Agora vejamos NP, que é a classe mais difícil de compreender conceitualmente. É mais fácil de entender por meio de um exemplo simples, embora um tanto absurdo: O número 3 é primo, assim como o número 2. Já o número 6 é composto, pois é um número que é obtido após multiplicar 3 por 2. Para verificar isso, basta multiplicar 3 e 2. Mas e quanto a um número arbitrário, como o 67º número de Mersenne (isto é, \(2^{67}-1\))? Como verificar se ele é primo ou não? Um algoritmo que descobre se ele é primo (ou não) envolve verificar de forma exaustiva todos os produtos entre números primos conhecidos até encontrar alguma combinação que resulte em \(2^{67}-1\). Embora o algoritmo para descobrir os componentes do número de Mersenne possa não ser eficiente, existe uma verificação eficiente. Basta calcular:

\( 2^{67}-1 = 147573952589676412927 = 193707721 \cdot 761838257287 \)

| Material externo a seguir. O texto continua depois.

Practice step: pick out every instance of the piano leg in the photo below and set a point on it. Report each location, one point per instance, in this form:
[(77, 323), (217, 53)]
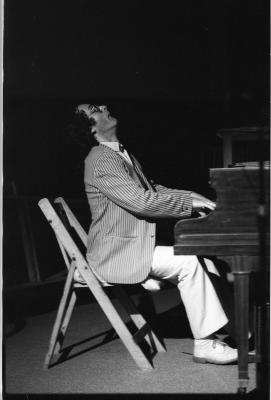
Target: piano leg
[(241, 294)]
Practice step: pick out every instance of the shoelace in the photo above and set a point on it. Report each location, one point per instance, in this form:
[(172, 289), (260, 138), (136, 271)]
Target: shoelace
[(217, 341)]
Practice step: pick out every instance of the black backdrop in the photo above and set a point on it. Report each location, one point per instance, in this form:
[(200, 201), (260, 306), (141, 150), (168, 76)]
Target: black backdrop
[(172, 72)]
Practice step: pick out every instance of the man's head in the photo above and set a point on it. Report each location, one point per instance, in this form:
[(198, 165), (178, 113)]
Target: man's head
[(99, 121)]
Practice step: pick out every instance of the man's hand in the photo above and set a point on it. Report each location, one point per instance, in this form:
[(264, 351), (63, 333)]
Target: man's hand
[(199, 203)]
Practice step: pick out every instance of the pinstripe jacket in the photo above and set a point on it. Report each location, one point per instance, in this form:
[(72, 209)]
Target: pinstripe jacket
[(121, 237)]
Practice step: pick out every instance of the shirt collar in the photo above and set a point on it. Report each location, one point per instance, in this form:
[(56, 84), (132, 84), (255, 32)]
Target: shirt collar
[(113, 145)]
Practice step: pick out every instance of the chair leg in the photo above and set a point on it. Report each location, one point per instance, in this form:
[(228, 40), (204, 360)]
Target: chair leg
[(55, 341), (65, 323), (138, 319), (116, 321)]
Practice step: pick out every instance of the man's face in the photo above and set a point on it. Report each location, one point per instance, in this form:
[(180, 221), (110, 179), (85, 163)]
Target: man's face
[(104, 122)]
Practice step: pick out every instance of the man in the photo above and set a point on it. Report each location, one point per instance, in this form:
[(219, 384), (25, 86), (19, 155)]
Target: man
[(121, 241)]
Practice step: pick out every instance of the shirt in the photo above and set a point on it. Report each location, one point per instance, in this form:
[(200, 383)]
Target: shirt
[(115, 146)]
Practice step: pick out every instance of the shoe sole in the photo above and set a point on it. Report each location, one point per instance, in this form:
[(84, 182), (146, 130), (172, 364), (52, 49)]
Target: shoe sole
[(203, 360)]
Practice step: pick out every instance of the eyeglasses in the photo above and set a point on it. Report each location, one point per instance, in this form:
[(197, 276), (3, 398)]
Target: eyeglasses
[(93, 108)]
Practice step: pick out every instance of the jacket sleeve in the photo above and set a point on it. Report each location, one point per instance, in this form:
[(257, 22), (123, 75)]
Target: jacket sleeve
[(112, 179)]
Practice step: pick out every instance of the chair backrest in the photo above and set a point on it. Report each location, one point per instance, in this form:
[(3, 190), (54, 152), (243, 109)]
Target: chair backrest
[(67, 213), (70, 251)]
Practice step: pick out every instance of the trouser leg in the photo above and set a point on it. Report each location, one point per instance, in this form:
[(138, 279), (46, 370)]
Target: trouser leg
[(202, 305)]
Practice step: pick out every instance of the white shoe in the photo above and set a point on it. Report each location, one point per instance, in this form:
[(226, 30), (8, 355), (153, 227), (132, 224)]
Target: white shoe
[(213, 351)]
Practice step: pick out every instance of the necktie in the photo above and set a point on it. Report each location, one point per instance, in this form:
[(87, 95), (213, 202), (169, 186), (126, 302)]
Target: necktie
[(121, 147)]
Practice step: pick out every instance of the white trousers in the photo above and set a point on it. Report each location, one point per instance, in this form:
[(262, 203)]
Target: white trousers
[(203, 308)]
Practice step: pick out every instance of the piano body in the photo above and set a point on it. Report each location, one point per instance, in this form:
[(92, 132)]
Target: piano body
[(236, 232)]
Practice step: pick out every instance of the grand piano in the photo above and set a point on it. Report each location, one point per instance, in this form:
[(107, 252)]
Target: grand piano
[(237, 232)]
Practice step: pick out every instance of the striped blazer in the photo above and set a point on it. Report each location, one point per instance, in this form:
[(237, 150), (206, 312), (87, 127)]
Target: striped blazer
[(121, 237)]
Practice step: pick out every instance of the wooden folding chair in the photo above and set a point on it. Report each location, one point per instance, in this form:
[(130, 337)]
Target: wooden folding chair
[(75, 260)]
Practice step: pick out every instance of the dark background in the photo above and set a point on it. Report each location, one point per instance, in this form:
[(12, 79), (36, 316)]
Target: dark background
[(172, 72)]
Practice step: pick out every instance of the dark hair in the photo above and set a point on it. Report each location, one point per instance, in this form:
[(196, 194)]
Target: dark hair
[(78, 131)]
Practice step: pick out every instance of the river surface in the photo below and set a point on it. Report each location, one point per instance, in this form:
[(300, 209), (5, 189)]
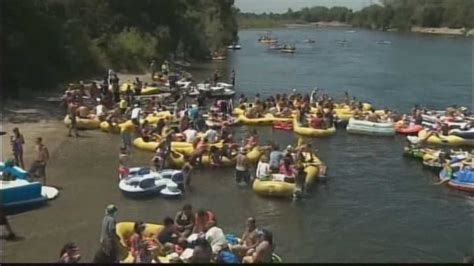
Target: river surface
[(376, 205)]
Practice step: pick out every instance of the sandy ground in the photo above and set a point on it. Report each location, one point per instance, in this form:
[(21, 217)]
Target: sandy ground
[(41, 117)]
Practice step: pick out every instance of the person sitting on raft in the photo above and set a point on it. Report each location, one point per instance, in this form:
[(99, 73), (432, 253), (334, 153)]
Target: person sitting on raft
[(183, 122), (286, 168), (160, 125), (145, 131), (264, 249), (203, 221), (276, 156), (252, 140), (191, 134), (211, 136), (263, 168), (250, 111), (185, 221), (169, 237), (317, 121), (248, 240), (373, 116), (196, 155), (139, 244)]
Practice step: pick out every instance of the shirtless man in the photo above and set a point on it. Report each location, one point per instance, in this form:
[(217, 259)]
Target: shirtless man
[(248, 241), (38, 169), (72, 112), (373, 117), (83, 112), (242, 167), (263, 251)]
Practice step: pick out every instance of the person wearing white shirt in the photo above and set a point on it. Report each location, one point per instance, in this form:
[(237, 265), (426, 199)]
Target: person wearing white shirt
[(100, 110), (191, 135), (215, 236), (263, 168), (136, 113), (211, 135)]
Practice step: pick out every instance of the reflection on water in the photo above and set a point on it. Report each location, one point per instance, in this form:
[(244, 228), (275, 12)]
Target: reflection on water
[(376, 206)]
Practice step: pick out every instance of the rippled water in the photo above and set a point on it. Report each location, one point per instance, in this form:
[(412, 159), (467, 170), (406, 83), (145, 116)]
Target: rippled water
[(376, 205)]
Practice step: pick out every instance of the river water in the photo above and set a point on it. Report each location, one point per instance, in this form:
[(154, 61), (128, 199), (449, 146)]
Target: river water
[(376, 205)]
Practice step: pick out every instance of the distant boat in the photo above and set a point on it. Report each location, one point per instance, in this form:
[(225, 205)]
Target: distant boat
[(288, 49), (219, 57), (182, 63), (234, 47), (265, 40), (274, 47), (343, 42), (384, 42)]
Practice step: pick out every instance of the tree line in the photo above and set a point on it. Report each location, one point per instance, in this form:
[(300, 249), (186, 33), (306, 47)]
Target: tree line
[(49, 41), (388, 14)]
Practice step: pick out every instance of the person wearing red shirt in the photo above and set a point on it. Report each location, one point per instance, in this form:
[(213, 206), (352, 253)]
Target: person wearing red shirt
[(203, 221), (317, 121)]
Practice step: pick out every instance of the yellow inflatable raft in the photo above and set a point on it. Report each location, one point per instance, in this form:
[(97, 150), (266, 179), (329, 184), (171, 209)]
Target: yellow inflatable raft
[(279, 188), (312, 132), (444, 140), (238, 111), (177, 159), (83, 123), (105, 127), (178, 146)]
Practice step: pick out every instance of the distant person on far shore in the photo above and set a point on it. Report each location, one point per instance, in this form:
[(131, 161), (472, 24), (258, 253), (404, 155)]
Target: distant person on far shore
[(4, 222), (69, 253), (38, 169), (72, 113), (108, 238), (17, 142), (468, 259), (153, 68), (232, 77)]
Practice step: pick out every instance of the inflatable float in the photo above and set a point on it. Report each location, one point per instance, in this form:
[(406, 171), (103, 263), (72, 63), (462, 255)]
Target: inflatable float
[(280, 186), (370, 128), (444, 140), (83, 123), (312, 132), (411, 129)]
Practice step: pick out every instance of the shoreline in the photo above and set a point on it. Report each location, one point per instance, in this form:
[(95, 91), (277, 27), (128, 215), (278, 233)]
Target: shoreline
[(415, 29)]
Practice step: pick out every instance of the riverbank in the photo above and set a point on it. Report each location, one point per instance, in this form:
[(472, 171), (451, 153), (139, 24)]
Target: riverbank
[(296, 24), (443, 31)]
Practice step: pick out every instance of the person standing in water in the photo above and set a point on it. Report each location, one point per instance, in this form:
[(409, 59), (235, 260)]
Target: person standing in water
[(232, 77), (242, 167), (153, 68), (108, 236), (38, 169), (72, 113), (17, 142), (4, 222)]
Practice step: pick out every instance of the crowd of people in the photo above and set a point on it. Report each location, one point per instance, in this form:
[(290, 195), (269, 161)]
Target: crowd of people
[(283, 105), (190, 236)]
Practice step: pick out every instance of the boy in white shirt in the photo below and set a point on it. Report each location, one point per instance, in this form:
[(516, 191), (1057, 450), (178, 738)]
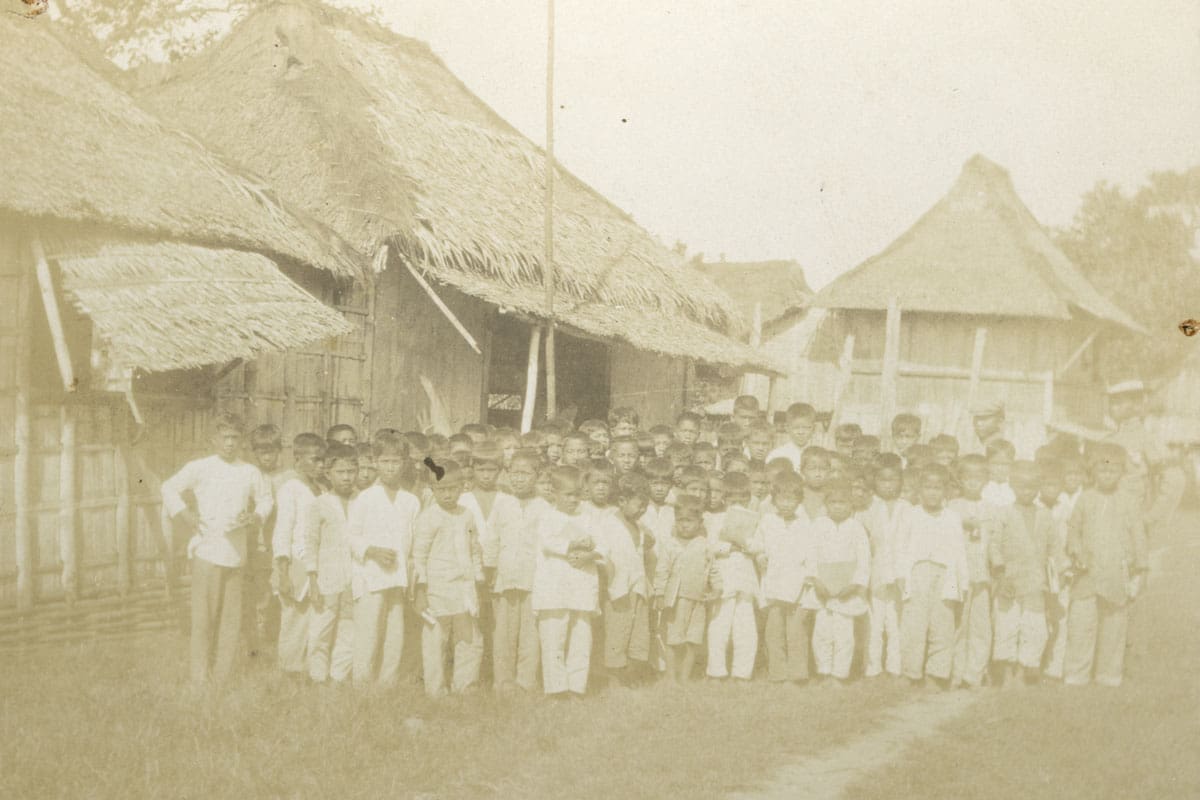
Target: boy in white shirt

Essa verificação é eficiente, pois ela consiste apenas em multiplicar dois números, mas ela não leva em conta o tempo necessário para encontrar esta multiplicação dentre todos os outros produtos possíveis entre números primos. Esse exemplo encapsula bem a essência da classe NP: Um problema em NP é um problema cuja solução pode ser verificada de forma eficiente, independentemente do tempo necessário para encontrar a solução em questão. Isso nos leva ao problema do início do artigo: P vs NP.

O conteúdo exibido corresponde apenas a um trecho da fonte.